Question

Two trains A and B of length 400 m each are moving on two parallel tracks with a uniform speed of $72km{h}^{-1}$ in the same direction, with A ahead of B. The driver of B decides to overtake A and accelerates by $1m/s^2$. If after 50 s, the guard of B just brushes past the driver of A, what was the original distance between them?

Answer 1

Step 1: Given that:

Length of train A = Length of train B = $400m$

Initial velocity($u_A$) of train A = Initial speed of train B($u_B$)
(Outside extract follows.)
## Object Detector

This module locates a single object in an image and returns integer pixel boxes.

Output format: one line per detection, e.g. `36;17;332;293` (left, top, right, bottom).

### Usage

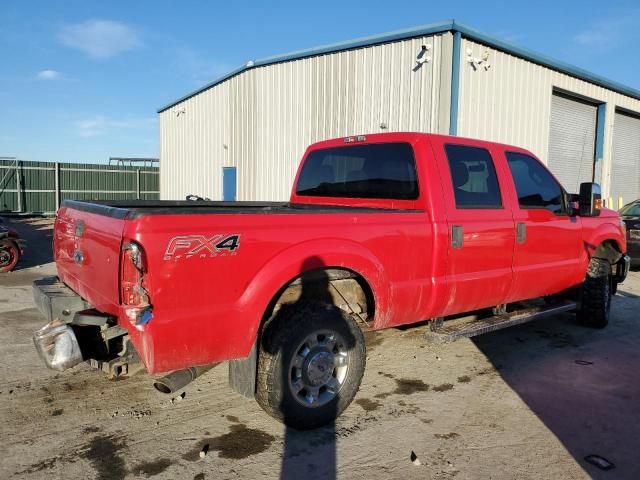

$u_A$ = $u_B$ = $72km{h}^{-1}$ = $72\times \frac{5}{18}m{s}^{-1}=20m{s}^{-1}$

Train A is ahead of train B.

Acceleration in train B($a_B$) = $1m{s}^{-2}$

Given time(t) = $50sec$

Step 2: Calculation of the original distance between train A and train B:

The relative velocity of train B with respect to train A is given by;

$u_{BA}=u_B-u_A$

$u_{BA}=20m{s}^{-1}-20m{s}^{-1}$

$u_{BA}=0$

Distance covered in the given time by train B with respect to A is given by the second equation of motion;

$s=ut+\frac{1}{2}a{t}^2$

Let,

$s_{BA}$ be the distance that is to be covered by train B to just cross train B.

Putting the values, we get;

$s_{BA}=u_{BA}\times t+\frac{1}{2}{a}_B{t}^2$

$s_{BA}=0\times 50sec+\frac{1}{2}\times 1m{s}^{-2}\times {\left(50sec\right)}^2$

$s_{BA}=25\times 50$

$s_{BA}=1250m$

Here,

The original distance between the train = The distance covered by train B with respect to train A to just cross train A($s_{BA}$)

= $1250m$

Thus,

The original distance between them is = $1250m$.